I wrote slogmw[1] to solve this problem. It's a set of middleware and examples that make it easy to make small changes to the built in handlers without having to write a whole new handler from scratch.

[1] https://github.com/zknill/slogmw

2 comments

> but as soon as you want to change something the library design pushes you towards implementing an entire handler.

Yes, it annoyed me to no end. But OTOH I think it may be wise of them to see what the ecosystem finds and provide more convenience later. After all, it's std we're talking about, and this takes time to get right.

I'm personally missing:

- A goddamn default no-op/nil logger, that can be declared before initialized in e.g. structs.

- Customization to TextHandler for changing format easily, and omit keys (AIUI ReplaceAttr cannot omit stuff like `time="..."` on each line), which is critical since CLI screen real estate is incredibly sparse.

- (Controversial) but I would like opinionated logger initialization guidance for package authors, so that you get consistency across the ecosystem. Doesn't have to be exactly one way, but say.. two ways? E.g. a package-global and a struct-initialized version? Right now, people are even confusingly wondering if they should accept slog.Handler or *slog.Logger.

Nice middleware package.

I have to admit, the `log.InfoContext(ctx,...` style of redundancy that permeates the standard lib at this point is really gross, especially given that the most common use case for go is going to have contexts everywhere.
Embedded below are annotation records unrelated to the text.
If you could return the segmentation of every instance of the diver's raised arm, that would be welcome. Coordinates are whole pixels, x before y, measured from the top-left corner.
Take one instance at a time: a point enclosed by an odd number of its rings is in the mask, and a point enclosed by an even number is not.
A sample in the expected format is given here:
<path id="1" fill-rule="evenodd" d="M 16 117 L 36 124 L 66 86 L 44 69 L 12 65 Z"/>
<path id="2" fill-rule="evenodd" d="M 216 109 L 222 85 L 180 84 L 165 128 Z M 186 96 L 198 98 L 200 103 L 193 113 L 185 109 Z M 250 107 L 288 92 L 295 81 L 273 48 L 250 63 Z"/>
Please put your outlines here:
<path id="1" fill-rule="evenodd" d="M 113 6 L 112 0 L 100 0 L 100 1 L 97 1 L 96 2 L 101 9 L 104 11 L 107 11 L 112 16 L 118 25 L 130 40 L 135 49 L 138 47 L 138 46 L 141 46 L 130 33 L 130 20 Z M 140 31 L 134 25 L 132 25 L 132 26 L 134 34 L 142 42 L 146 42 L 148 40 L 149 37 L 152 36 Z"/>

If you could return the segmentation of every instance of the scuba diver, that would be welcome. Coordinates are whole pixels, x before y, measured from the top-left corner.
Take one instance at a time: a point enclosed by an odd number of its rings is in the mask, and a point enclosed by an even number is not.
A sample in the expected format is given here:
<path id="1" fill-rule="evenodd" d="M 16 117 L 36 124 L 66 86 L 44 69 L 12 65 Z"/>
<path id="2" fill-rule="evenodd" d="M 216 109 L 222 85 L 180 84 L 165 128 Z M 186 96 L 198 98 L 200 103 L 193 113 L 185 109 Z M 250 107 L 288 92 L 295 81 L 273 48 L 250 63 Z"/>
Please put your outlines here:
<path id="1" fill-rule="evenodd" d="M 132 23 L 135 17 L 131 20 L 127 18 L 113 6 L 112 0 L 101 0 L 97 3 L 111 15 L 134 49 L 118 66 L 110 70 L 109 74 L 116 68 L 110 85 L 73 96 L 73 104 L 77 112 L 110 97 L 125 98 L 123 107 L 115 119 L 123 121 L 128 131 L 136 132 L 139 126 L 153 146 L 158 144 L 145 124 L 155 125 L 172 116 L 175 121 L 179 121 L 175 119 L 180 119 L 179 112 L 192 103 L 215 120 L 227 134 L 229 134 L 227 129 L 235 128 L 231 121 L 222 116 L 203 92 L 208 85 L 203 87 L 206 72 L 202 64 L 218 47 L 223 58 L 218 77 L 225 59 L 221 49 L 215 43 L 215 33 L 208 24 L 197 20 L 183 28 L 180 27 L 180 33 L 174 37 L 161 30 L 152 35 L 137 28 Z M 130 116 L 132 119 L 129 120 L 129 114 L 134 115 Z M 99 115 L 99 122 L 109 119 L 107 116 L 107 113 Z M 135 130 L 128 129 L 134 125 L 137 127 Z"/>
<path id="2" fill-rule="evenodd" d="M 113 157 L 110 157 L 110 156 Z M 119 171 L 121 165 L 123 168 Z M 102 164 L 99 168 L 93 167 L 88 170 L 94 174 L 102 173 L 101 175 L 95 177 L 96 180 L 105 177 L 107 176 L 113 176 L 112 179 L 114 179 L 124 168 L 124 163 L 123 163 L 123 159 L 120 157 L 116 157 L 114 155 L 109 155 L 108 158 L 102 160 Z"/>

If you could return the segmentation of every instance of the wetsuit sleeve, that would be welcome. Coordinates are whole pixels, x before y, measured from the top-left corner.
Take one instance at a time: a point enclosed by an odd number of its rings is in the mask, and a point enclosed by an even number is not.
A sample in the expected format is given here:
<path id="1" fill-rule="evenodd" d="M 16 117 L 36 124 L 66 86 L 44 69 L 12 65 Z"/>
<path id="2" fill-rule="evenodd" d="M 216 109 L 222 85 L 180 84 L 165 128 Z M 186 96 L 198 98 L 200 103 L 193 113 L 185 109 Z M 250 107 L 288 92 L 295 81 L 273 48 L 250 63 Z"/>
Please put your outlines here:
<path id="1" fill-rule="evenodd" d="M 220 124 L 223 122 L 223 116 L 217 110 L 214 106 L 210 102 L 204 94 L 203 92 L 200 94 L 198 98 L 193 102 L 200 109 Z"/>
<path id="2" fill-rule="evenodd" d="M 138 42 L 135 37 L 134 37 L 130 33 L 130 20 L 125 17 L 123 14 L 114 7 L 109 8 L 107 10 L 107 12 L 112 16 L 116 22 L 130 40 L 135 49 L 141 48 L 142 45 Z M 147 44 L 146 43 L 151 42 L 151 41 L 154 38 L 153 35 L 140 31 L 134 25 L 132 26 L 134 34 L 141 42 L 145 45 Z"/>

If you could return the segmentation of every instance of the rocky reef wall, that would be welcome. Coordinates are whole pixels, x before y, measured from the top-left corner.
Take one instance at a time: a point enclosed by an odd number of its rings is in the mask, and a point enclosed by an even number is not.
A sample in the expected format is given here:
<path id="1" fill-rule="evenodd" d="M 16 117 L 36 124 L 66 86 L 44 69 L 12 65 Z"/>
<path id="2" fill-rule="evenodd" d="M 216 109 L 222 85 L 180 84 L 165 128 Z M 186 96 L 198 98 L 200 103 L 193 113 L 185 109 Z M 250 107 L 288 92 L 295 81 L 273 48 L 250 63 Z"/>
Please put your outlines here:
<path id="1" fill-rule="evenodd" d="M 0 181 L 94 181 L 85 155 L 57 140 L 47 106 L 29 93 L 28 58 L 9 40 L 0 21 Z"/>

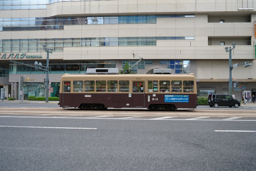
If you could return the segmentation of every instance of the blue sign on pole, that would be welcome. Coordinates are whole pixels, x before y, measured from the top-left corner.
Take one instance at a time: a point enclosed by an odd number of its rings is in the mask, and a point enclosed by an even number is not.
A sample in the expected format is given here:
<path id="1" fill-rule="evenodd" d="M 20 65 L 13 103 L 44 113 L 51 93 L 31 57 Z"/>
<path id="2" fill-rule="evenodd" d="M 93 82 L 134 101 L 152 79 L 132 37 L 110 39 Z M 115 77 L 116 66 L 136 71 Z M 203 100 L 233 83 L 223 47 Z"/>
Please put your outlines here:
<path id="1" fill-rule="evenodd" d="M 165 95 L 165 102 L 188 103 L 188 95 Z"/>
The -Context suffix is only needed when something existed before Context was created. New stuff should be just `foo.Bar(ctx, ...)`
Isn't slog, like, completely new as of this release?
Yes. Then it having separate -Context variants means they really wanted to provide both, and not just the context one.
Go’s decision to not support function overloading leads to a tonne of really ugly APIs. Obviously every decision in language design is a tradeoff, but IMO they made the wrong call here.
I'm not sure how I feel about this. What are the actual consequences of these apis being "ugly"? Like, why does that matter?
To me, at least, it is like listening to a person who constantly says "uh..." while talking. Occasionally, sure fine. But it's so pervasive in commonly used APIs that it becomes annoying.

Let's be clear: this is just a peeve of mine.